(Above: Founders Church of Religious Science in Los Angeles, California. Photo by Mark Clennon, courtesy of the African American Cultural Heritage Action Fund)
Spaces are physical structures. But places? Places are something you feel. The environments we inhabit, and even those we simply visit, become sites of memory. They create meaning. They shape the stories we tell about each other, about the world, and about ourselves.
This Black History Month, we asked experts on Black design and Black history to tell us about three places that they find personally meaningful — sites that intersect with the Black experience writ large and that live on in their individual memories. Places they’ll never forget.
“We are born and have our being in a place of memory,” wrote bell hooks in Belonging: A Culture of Place. “We chart our lives by everything we remember from the mundane moment to the majestic. We know ourselves through the art and act of remembering.”
We also know ourselves through the built environment. Few understand that more deeply than Brent Leggs, Founding Executive Director of the African American Cultural Heritage Action Fund and Strategic Advisor to the CEO of the National Trust for Historic Preservation.
Leggs has dedicated his career to protecting the legacy of Black history embedded in the world around us — including through Conserving Black Modernism, a $4.65 million grant initiative the Action Fund created in partnership with the Getty Foundation to preserve modern architecture by Black architects and designers. To date, more than 21 sites across the country have received support.
Here are three places that resonate with Leggs. We think they’ll stay with you, too.
Founding Executive Director of the African American Cultural Heritage Action Fund and Strategic Advisor to the CEO of the National Trust for Historic Preservation
Founders Church of Religious Science
Los Angeles, California
“One of the most powerful expressions of Black modernism and spiritual thought translated into architecture is the Founders Church of Religious Science,” Leggs said. “Designed by pioneering modernist architect and the first Black member of the American Institute of Architects, Paul R. Williams, the building’s elliptical form, reinforced concrete, and geometric clarity reflect both innovation and intention at a time when Black designers were excluded from many professional spaces. For me, this church represents how Black design has long fused aesthetics, philosophy, and resilience into enduring civic and spiritual spaces.”
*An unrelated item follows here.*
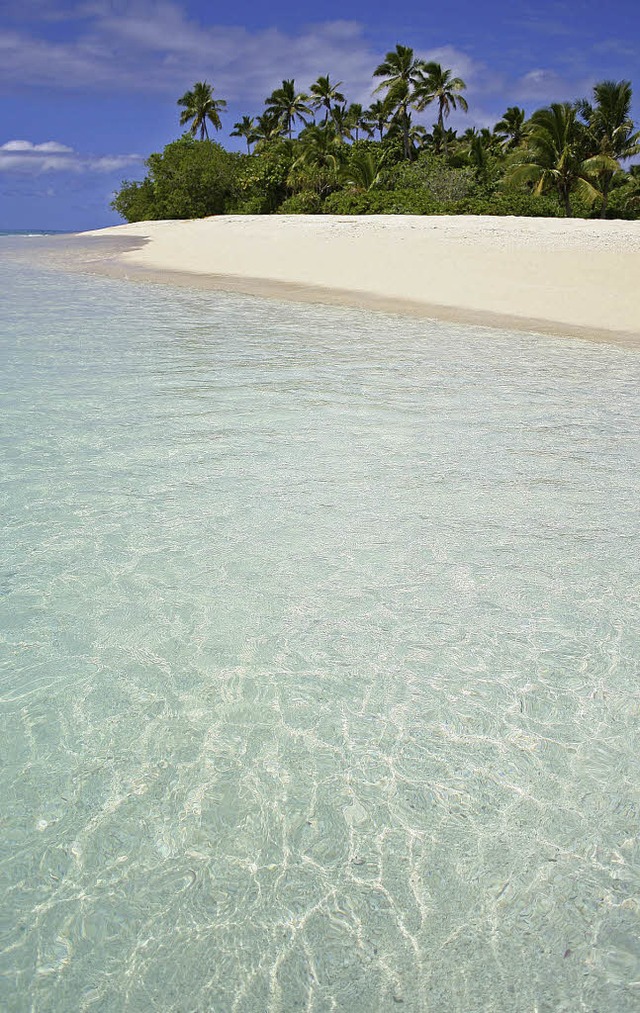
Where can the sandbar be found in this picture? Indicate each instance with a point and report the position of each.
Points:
(556, 276)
Photo by Mark Clennon, courtesy of the African American Cultural Heritage Action Fund
Photo by Mark Clennon, courtesy of the African American Cultural Heritage Action Fund
Highlander Research and Education Center
New Market, Tennessee
“The Highlander Research and Education Center [a social justice leadership training school and cultural center] is a powerful example of how design can serve movement-building,” Leggs noted. Its spaces are intentionally modest, functional, and human-scaled — designed not to impress, but to bring people together to learn, organize, and lead social change. It’s personally meaningful to me because it reminds us that interiors don’t have to be grand to be transformative; they simply need to be designed with purpose and with people at the center.”
Photo by Jack Wallace, courtesy of the African American Cultural Heritage Action Fund
Anne Spencer House and Garden Museum
Lynchburg, Virginia
“The Anne Spencer House and Garden offers an intimate view into Black creative life, where domestic interiors and landscape work together to nurture literary and cultural brilliance,” Leggs said. Anne Spencer was a Harlem Renaissance poet and civil rights activist; her home was a gathering place for Black luminaries including Martin Luther King Jr., Zora Neale Hurston, W.E.B. Du Bois, and Langston Hughes.
“The home’s scale, warmth, and connection to its garden reveal how personal space can serve as both a refuge and a site of intellectual production. Preserving this space matters because it honors the quiet, intentional design environments that have long supported Black artistry and thought.”